Um die Finanzen steht es nicht zum Besten in dem Konzern, denn ein Problem hängt dem Konzern schon lange nach: der Übergang von der klassischen Filmtechnik zu digitalen Geräten hat tiefe Spuren bei dem Pionier der Fototechnik hinterlassen. Konzernchef Antonio Perez arbeitet daran, den Konzern als Spezialist für den Druck neu auszurichten, doch dieser Umbau verläuft nach wie vor schleppend.

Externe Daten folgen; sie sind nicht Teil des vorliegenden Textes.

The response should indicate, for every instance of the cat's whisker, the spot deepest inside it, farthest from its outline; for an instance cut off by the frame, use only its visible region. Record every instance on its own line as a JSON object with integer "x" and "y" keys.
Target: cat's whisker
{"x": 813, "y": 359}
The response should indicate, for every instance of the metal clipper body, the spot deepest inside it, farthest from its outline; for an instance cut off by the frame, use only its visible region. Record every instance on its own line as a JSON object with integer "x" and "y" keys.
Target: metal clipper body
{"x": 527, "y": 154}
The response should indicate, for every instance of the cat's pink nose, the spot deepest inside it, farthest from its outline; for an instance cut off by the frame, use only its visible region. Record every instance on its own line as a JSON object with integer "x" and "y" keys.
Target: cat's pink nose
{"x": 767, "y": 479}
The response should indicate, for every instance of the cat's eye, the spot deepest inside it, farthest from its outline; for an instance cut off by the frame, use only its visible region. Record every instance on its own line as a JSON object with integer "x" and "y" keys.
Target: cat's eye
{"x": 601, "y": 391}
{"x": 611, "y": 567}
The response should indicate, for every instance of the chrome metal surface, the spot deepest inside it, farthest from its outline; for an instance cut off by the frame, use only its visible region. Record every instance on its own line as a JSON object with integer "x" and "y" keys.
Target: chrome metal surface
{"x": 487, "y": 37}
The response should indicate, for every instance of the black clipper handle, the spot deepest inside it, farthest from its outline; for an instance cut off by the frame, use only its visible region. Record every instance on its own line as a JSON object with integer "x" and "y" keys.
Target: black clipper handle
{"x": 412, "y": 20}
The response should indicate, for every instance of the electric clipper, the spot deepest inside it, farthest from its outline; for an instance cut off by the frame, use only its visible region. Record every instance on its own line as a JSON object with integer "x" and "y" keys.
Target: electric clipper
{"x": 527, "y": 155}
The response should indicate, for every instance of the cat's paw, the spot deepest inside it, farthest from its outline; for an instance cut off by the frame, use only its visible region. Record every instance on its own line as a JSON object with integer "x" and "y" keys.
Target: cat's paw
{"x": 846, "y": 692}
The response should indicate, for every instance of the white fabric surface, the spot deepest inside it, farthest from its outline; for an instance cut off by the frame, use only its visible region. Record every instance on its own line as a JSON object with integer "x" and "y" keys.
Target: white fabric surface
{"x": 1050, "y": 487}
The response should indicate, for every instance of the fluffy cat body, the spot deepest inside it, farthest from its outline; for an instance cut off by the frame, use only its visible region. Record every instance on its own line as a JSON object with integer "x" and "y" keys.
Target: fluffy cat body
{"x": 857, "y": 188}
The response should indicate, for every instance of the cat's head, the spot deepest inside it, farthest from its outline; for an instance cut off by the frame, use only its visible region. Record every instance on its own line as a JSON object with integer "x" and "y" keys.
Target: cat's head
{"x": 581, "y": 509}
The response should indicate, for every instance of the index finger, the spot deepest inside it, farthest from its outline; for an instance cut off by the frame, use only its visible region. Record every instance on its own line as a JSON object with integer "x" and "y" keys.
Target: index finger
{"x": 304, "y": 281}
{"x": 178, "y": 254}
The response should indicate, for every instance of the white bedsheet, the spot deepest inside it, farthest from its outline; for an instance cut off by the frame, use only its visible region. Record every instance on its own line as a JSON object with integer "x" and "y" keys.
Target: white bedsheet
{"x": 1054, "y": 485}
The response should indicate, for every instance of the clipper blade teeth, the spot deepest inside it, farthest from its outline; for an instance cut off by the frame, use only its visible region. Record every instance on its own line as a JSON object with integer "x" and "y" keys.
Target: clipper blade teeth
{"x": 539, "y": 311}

Um sich genügend Geld zu verschaffen, ist geplant, ein Portfolio von insgesamt 1.100 Patenten zu verkaufen, doch bis dahin sind weitere Summen zur Überbrückung nötig. Die sollten mit einem Volumen von 900 Millionen Dollar aus Hedge-Fonds kommen, doch laut dem Wall Street Journal beläuft sich die Summe inzwischen nur noch auf 600 bis 700 Millionen Dollar.
Möglicherweise reicht das nicht, und dann könnte Kodak in den nächsten Monaten zu einem Insolvenzantrag gezwungen sein. Das würde es auch schwer machen, den Patentverkauf abzuschließen, denn die Käufer könnten sich dann Probleme mit den Gläubigern aufhalsen.